Personal information
- Born: 9 February 1970 (age 56) Madrid, Spain

Chess career
- Country: Spain
- Title: Grandmaster (1995)
- FIDE rating: 2491 (July 2026)
- Peak rating: 2570 (July 2009)

= Pablo San Segundo Carrillo =

Spanish chess grandmaster (born 1970)

Pablo San Segundo Carrillo (born 9 February 1970) is a Spanish chess Grandmaster (GM) (1995), Spanish Chess Championship winner (1997), and a university professor.

==Biography==
In the 1990s Pablo San Segundo Carrillo was one of the leading Spanish chess players. He has won silver medals twice in Academic World Chess Championships (Antwerp 1992, León 1996). In 1997, in Torrevieja he won Spanish Chess Championship. Pablo San Segundo Carrillo has participated in international chess tournaments many times. In 1995, in Miguel Najdorf memorial (Buenos Aires) he shared 1st place with Loek van Wely. In 2007, in Pamplona Pablo San Segundo Carrillo shared 1st place with Julio Granda and Iván Salgado López.

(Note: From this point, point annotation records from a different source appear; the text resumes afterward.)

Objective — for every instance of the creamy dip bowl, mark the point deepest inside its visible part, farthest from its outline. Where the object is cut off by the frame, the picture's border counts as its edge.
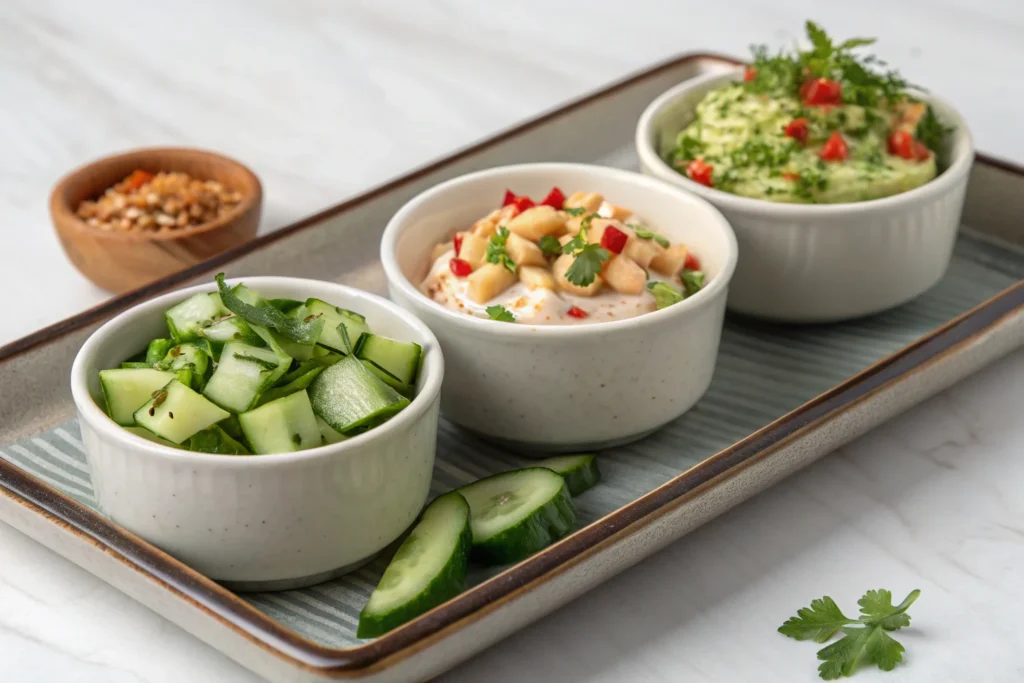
(544, 387)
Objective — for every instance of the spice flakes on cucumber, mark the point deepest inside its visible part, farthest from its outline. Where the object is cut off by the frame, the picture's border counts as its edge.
(238, 374)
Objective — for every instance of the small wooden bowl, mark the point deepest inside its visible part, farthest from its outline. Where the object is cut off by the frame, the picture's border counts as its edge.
(121, 261)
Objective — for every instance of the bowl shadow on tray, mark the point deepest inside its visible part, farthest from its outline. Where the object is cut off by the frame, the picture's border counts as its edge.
(694, 591)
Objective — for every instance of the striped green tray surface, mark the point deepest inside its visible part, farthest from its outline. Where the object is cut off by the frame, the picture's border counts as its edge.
(763, 372)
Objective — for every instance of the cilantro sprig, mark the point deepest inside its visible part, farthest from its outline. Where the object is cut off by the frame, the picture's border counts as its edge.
(497, 252)
(865, 639)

Pablo San Segundo Carrillo played for Spain in the Chess Olympiads:
- In 1994, at fourth board in the 31st Chess Olympiad in Moscow (+3, =6, -1),
- In 1996, at first reserve board in the 32nd Chess Olympiad in Yerevan (+0, =4, -0),
- In 1998, at first reserve board in the 33rd Chess Olympiad in Elista (+2, =7, -0),
- In 2002, at fourth board in the 35th Chess Olympiad in Bled (+0, =4, -2),
- In 2004, at first board in the 36th Chess Olympiad in Calvià (+1, =9, -1),
- In 2006, at reserve board in the 37th Chess Olympiad in Turin (+3, =4, -1),
- In 2008, at reserve board in the 38th Chess Olympiad in Dresden (+3, =4, -1).

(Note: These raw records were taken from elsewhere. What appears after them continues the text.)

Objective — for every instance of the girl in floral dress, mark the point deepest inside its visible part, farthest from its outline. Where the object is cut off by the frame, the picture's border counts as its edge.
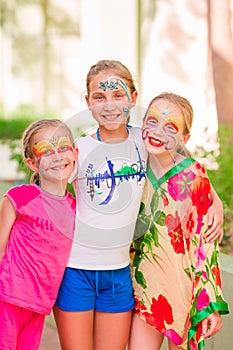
(176, 275)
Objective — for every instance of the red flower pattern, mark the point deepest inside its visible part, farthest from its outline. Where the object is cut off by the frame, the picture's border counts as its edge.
(161, 313)
(200, 194)
(216, 271)
(175, 232)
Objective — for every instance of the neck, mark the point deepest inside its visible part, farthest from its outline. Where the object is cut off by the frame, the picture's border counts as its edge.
(160, 165)
(56, 189)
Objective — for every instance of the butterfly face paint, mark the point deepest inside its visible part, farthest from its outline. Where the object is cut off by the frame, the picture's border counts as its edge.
(47, 148)
(163, 125)
(114, 83)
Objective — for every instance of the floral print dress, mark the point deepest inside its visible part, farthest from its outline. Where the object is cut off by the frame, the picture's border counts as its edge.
(176, 274)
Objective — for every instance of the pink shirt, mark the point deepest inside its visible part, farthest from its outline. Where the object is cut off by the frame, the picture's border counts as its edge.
(38, 248)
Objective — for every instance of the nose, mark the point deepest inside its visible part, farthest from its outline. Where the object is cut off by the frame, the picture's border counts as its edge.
(158, 129)
(110, 104)
(58, 155)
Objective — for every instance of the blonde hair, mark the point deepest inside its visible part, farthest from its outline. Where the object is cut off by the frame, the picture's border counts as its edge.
(186, 111)
(31, 131)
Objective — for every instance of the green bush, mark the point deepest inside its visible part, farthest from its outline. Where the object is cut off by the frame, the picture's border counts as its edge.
(12, 125)
(221, 180)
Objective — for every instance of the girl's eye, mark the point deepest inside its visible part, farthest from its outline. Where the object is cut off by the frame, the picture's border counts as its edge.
(172, 128)
(151, 121)
(47, 152)
(64, 148)
(99, 97)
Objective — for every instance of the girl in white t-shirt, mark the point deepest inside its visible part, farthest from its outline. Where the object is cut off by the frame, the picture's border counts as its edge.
(95, 301)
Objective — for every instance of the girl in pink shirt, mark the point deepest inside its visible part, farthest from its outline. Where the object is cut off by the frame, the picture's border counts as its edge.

Pablo San Segundo Carrillo played for Spain in the European Team Chess Championships:
- In 1997, at third board in the 11th European Team Chess Championship in Pula (+3, =1, -3),
- In 2001, at fourth board in the 13th European Team Chess Championship in León (+1, =3, -2),
- In 2003, at reserve board in the 14th European Team Chess Championship in Plovdiv (+2, =3, -1),
- In 2005, at second board in the 15th European Team Chess Championship in Gothenburg (+3, =3, -1).

In 1990, he was awarded the FIDE International Master (IM) title and received the FIDE Grandmaster (GM) title five years later.